顺着她的指尖,到她的手背,慢慢往上,撩着凉凉的水,洒落在她的手腕及小臂上。
她忍不住轻轻颤抖了一下。
发出低低的一声嘤11咛。
原本游刃有余的郎镜忽而眸色加深,双臂完全无法控制地一绷,差点当场将这发出软声娇语的小丫头揉碎在怀里。
残存的理智却还是将他拽了回来。
他无奈低笑——撩拨不成反被撩,真是……
便轻轻地松了手,拿下毛巾。
又极其耐心细致地替迟小鱼擦干手指,然后松开她。
便见转过来的小家伙,已经完完全全地成了一个红通通的小桃子了。
眨巴着毛茸茸的眼睛,快速地看了自己一眼,又赶紧挪到别的地方去。
局促不安地动了动。
郎镜的眼神几乎都快柔化成水了。
放下毛巾,笑着又去牵住她的手,“跟我来。”
便将这条红红的小鲤鱼拉走了。
何秋莲和郎辉从后头走出来。
何秋莲笑得是见牙不见眼。
郎辉摸着下巴,嘀咕,“妈,你说镜子把小鱼这么带走,会不会……”语气揶揄。
何秋莲立马撇嘴,“他要是有那本事,小鱼早是我儿媳妇了!就会假把式!刚刚怎么不直接把人按倒,亲上去啊!”
“……”
郎辉嘴角抽了抽,“妈,您说的那是我爸,不是镜子。”
说完,被何秋莲一巴掌抽中后背,“臭小子,连妈都敢埋汰。抽你!”
“哎呀,太后饶命!”
……
郎镜带迟小鱼去的地方,是郎家老宅东南一角一处有着独立花园和独栋小楼的所在。
周围的景致十分漂亮干净,有着郎镜这种气质的人才有的沉稳大气。
迟小鱼下意识就猜到了这是什么地方。
然后便被郎镜拉进了小楼里。
与老宅一样风格的高档黄花梨木全套家具,只是多了一层书卷气。
入眼便是大大的一面墙的书柜,看得迟小鱼忍不住便是一阵惊呼。
郎镜闻声,失笑回头看她,“就知道你喜欢书。不过今天不看这个,来,跟我上楼。”
迟小鱼对上他那深眸里满满的笑意,乖巧地点点头。
二楼有郎镜的卧房和一间画室一间工作室。
迟小鱼不知道郎镜竟然还会画画,当她一走进那色彩丰富的画室时,内心的震惊与意外,毫无掩饰。

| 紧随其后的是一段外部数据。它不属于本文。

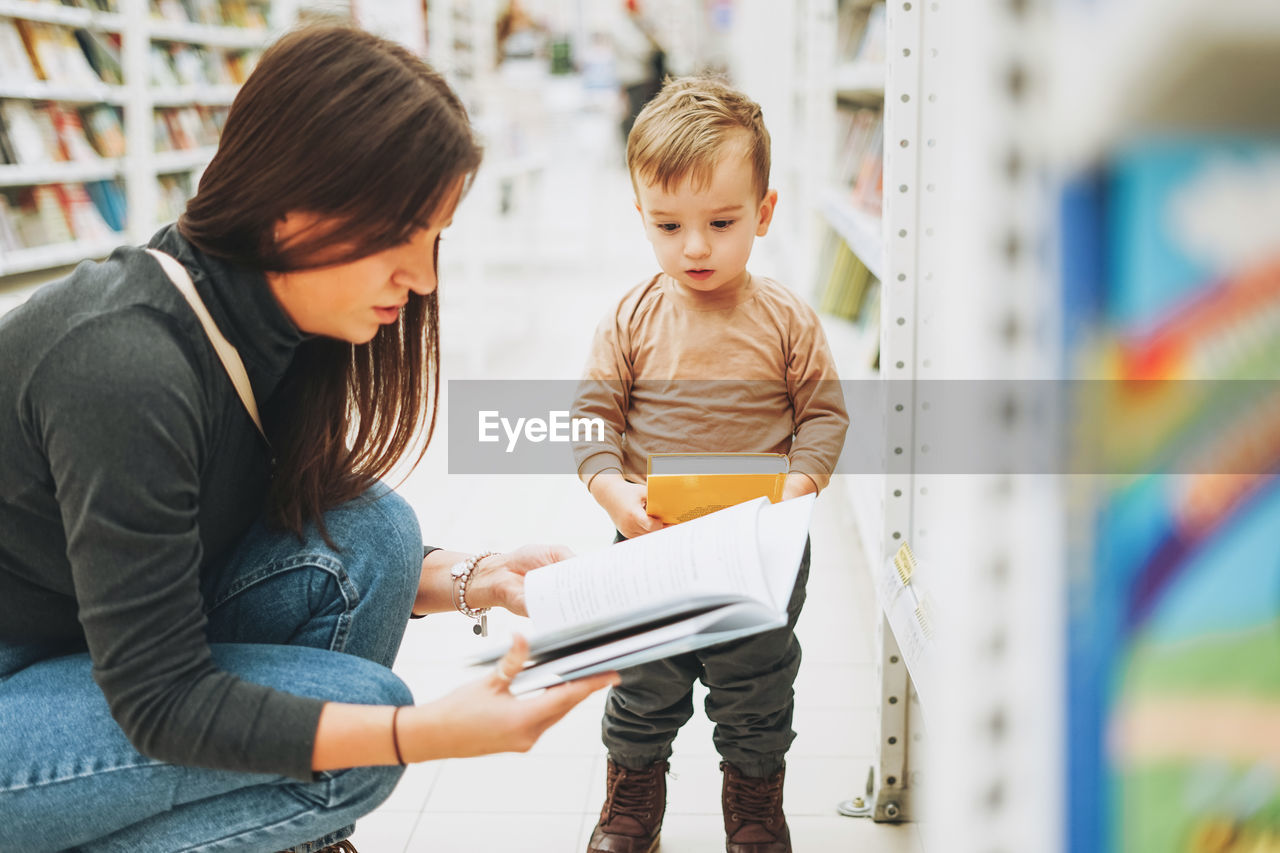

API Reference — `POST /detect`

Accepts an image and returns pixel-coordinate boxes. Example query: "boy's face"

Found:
[636,152,778,293]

郎镜拉着她,来到一处盖着白布的画板前,笑着让她揭开。
迟小鱼迟疑地看了他一眼,伸手。
画布落地。
一副半人高的巨大油画,出现在迟小鱼的面前。
她微微睁大眼,捂住了嘴。
片刻后,忽而眼眶发热,咬着唇,扭头看身旁的郎镜。
郎镜也在看她。
见她望过来,笑问:“喜欢么?”
这是郎镜初次见到迟小鱼的那晚。
七月半,血月天,百鬼夜行。
有提灯少女,于那魑魅魍魉中,逆道而行。
她氤氤浅笑,朝他伸出手来。
迟小鱼眨了眨胀胀的眼眶,嫣然一笑,“嗯。”
郎镜看着她,抬手,摸了摸她湿润的眼角。
月与星光,透过窗户,成为两人璀璨的背景。
郎镜温柔暗哑的声音低低传来,“不要哭,从此以后,我会长长久久地陪着你。不让你孤单,不让你害怕。”
夜里的花香,醉在了这浓浓的夜色里。
迟小鱼绵绵软软的声音,点开了一朵含苞待放的花骨朵。
娇弱的花,徐徐展开叠叠花瓣。
听到她说,“嗯,镜哥,你要说到做到。”
郎镜沙哑到酥笑声浅浅荡开。
“那我现在可以亲你一下么?”
“……不可以。”
“为什么?”
“不可以就是不可以。”
“那什么时候可以?”
“……不要再问了。”
“……”
夜,幽幽的凉,幽幽的香。
他懂了她的寂寞,她明白他的孤苦。
迟小鱼依偎在郎镜的肩头,看着天上那轮弯弯明月。
忽然想起不久前看到的那首诗。
“浮生三千,吾爱有三。
日,月,与你。
日为朝,月为暮。
而你,为朝朝暮暮。”
她静而无声地笑了笑。
朝朝暮暮,多美好的词儿啊!
……
☆、第136章 方津出事
三天后。
迟小鱼正吃着早餐,就看电视上报道了一条早间新闻。
正是郎腾带她去看的那处工地。
这工地靠南的半壁山脉,不知为何,居然完全坍塌。
迟小鱼捏着包子,看电视上的记者说:“地质专家推断,可能是因为地表物质断裂,或者产生了轻微地震导致的。具体原因还在考察中……”
嚼了嚼嘴里的包子,叹了口气,“果然。”
那藏在地底的白衣男子,怕是……快到大限了。
然后就见电视上出现了苏柏林和苏秋的影像,原来是作为这块地的持有者,苏柏林亲自赶到了现场,正在跟当地的政府人员沟通。
苏秋站在他的身边。
迟小鱼看到她的面相,又看苏柏林,忽而微微皱了眉。
“嘀铃铃——”
放在桌上的手机突然响了,拿起一看,是郎腾的。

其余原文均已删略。